Raccontaci il tuo ultimo Mondiale da professionista.

“È stata una bella esperienza, come lo sono tutte le rassegne iridate. Ho avuto una strada un po’ in salita, perché per un errore mi hanno messo in due categorie di peso diverse e mi sono ritrovato ad affrontare un 65 kg in semifinale e un 60 kg, la mia categoria, in finale. Ma tutto è bene quel che finisce bene. Ho vinto il titolo, quindi sono contento”.

Quali sono i tuoi prossimi obiettivi come atleta?
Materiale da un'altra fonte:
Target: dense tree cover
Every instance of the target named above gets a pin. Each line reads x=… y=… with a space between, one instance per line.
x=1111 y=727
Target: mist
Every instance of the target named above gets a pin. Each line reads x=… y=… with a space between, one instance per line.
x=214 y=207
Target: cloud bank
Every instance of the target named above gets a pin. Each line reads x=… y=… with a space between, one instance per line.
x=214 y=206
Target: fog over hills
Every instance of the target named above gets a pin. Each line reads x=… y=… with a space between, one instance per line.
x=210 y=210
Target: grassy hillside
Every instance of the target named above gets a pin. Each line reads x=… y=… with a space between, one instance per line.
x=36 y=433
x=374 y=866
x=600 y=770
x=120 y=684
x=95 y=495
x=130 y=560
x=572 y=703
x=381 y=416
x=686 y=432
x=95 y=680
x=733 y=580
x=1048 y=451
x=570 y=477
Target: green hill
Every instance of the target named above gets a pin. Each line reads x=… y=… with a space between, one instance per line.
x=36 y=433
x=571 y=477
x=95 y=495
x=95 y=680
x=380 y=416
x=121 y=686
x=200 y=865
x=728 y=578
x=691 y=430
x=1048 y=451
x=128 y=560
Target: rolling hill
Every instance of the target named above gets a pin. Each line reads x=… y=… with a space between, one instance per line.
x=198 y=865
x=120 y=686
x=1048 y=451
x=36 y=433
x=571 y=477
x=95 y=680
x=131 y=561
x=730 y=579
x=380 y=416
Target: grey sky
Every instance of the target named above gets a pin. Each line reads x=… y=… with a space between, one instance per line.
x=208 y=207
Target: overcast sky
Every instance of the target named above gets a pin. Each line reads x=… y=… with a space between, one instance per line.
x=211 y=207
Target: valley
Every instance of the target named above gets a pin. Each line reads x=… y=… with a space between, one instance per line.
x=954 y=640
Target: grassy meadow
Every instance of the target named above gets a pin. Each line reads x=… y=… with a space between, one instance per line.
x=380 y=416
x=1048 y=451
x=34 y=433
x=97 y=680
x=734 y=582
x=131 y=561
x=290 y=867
“Sicuramente vorrei rifare un’esperienza in Thailandia. Lì ho vinto il Mondiale due anni fa e lì sarei voluto andare quest’anno. Purtroppo non è stato possibile, ma dovremmo avere il consenso per tornare a combattere ad agosto 2021. Mi piacerebbe passare almeno un mese nella terra che ha dato i natali alla muay thai sia per motivi tecnici sia per motivi spirituali. Nel mentre vorrei portare qui quello che è stato il mio allenatore in Thailandia, in modo che possa allenare e trasferire le sue conoscenze anche agli altri ragazzi”.

La Muay Thai Team Diamond Italia è nata quattro anni fa. Cosa è cambiato da allora?

“Innanzitutto ci sono stati dei cambiamenti al livello gestionale, perché ora mi occupo io sia dei corsi per gli adulti, agonisti e non, sia di quelli per i bambini. Con questi ultimi in particolare bisogna avere degli approcci personalizzati e studiati. Ci sono ragazzini che vanno spronati, altri che vanno frenati. Abbiamo cambiato anche la sede degli allenamenti, che ora si svolgono al Palazzetto dello Sport di Martinsicuro. Ringrazio il Comune che mi ha dato l’opportunità di ricreare l’ambiente che ho trovato in Thailandia: ring, spazi, attrezzi, metodologie di allenamento, tutto quello che serve per lavorare in serenità. Se dovessi fare un bilancio di questi quattro anni, direi che è assolutamente positivo. Ci sono ragazzi che mi seguono da tempo e non posso che esserne orgoglioso. Gli obiettivi per il futuro al livello societario sono tanti. Non li dico tutti per scaramanzia, ma c’è tanta carne al fuoco. Vorrei organizzare degli stage e dei programmi di allenamento con dei miei ex compagni di Nazionale, in modo che i miei allievi possano conoscere anche un’altra parte di me, quella che in passato ha fatto tanti sacrifici per raggiungere dei risultati, e magari prenderne esempio”.

Come ha influito il Covid-19 sugli sport di contatto?

“Ci sono delle misure da seguire imposte dal CONI. Prendiamo la temperatura a ogni persona che entra, sanifichiamo la palestra prima e dopo l’allenamento, lavoriamo a numero chiuso. Per quanto riguarda le distanze, non ci sono indicazioni precise. L’importante è che gli atleti siano tenuti sotto controllo e che, in caso di una lunga assenza, ci sia un certificato medico che attesti che non sia dovuta al Covid”.

Come si suddividono i corsi?

“I bambini vanno dai cinque anni in su. Gli adolescenti si allenano in parte con i più piccoli, in parte con gli adulti, che si dividono in agonisti e non agonisti. La mia filosofia è volta a creare un gruppo a tutti gli effetti, affiatato a prescindere dall’età e dal tempo dedicato alla pratica sportiva. Un team oltre la palestra, se così si può dire. Questa è l’impostazione che ho avuto in Thailandia e che ho applicato sempre nella mia carriera. Credo che tutti abbiano qualcosa da imparare dagli altri, a prescindere dal livello di preparazione tecnica o di potenza fisica. Come recita il nostro logo: ‘Sempre in branco’”.

Le arti marziali sono spesso associate alla violenza. Come rispondi alle critiche?

“Il problema non è tanto nello sport praticato, ma nelle persone che lo praticano. Un allenatore attento si accorge sempre del tipo di persona che ha davanti. Ci sono ragazzi che vanno allontanati dalle palestre, altri che vanno seguiti, altri ancora che vanno accompagnati. Non si dà mai una pistola carica a uno psicopatico. Quando si verificano episodi di violenza e sono commessi da ragazzi che fanno arti marziali, il problema è dunque soprattutto negli allenatori che permettono a certi soggetti di allenarsi e di apprendere i gesti tecnici propri del combattimento”.